Au printemps de cette année nous vous avons parlé d’une question à la fois politique, économique et sociétale qui demeure toujours en suspens, plus de vingt ans après la chute du régime communiste et le recouvrement de la liberté, en République slovaque. Il s’agit de celle liée aux rapports entre l’État et les Églises.

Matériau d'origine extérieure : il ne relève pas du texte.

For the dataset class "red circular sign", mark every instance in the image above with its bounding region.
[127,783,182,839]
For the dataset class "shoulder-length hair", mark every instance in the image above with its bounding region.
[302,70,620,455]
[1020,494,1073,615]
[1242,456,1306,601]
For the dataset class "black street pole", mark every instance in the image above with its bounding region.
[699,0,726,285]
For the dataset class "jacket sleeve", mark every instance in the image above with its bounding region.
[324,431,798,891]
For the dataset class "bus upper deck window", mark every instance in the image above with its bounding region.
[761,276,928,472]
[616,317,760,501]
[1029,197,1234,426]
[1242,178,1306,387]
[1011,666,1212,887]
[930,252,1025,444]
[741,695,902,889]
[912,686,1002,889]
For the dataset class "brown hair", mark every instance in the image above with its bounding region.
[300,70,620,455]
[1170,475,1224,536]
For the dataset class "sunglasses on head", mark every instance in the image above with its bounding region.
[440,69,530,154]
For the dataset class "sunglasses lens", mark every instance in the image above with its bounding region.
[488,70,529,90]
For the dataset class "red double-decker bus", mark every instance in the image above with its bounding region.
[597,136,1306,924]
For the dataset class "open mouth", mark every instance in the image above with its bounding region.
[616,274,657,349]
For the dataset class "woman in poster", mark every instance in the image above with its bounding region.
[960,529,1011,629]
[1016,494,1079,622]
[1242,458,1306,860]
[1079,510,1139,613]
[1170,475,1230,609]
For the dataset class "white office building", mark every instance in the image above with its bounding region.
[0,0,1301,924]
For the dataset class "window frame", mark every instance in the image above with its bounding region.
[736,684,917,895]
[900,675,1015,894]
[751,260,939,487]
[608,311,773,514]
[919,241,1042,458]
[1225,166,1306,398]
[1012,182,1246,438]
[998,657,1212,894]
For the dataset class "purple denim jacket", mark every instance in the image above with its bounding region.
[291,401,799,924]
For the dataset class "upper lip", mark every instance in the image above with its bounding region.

Le projet du ministre de la culture Marek Maďarič qui devrait entraîner le changement du mode de financement des Églises qui est capital pour régler cette question se heurte à la résistance de la part de la plus grande d’entre elles, l’Église catholique. Selon un article publié par le journal Hospodárske Noviny, l’Église catholique – qui est en Slovaquie subdivisée en Église catholique romaine et Église de rite catholique grecque ou uniate – refuse de mettre à disposition du ministre de la culture les informations portant sur son patrimoine. En réaction, le porte-parole de la Conférence des évêques slovaque Jozef Kováčik a déclaré que le problème tient en cette phrase : « il faut préciser les méthodes servant à chiffrer les revenus et les dépenses de l’Église ». Et de continuer que tenant compte du patrimoine et des engagements de l’Église catholique, il est impossible de dresser une liste de ces derniers dans le si court laps du temps fixé par le Ministère de la culture. « De plus, les données changent souvent, on peut vendre, on construit une autoroute sur nos terrains etc. » a-t-il constaté.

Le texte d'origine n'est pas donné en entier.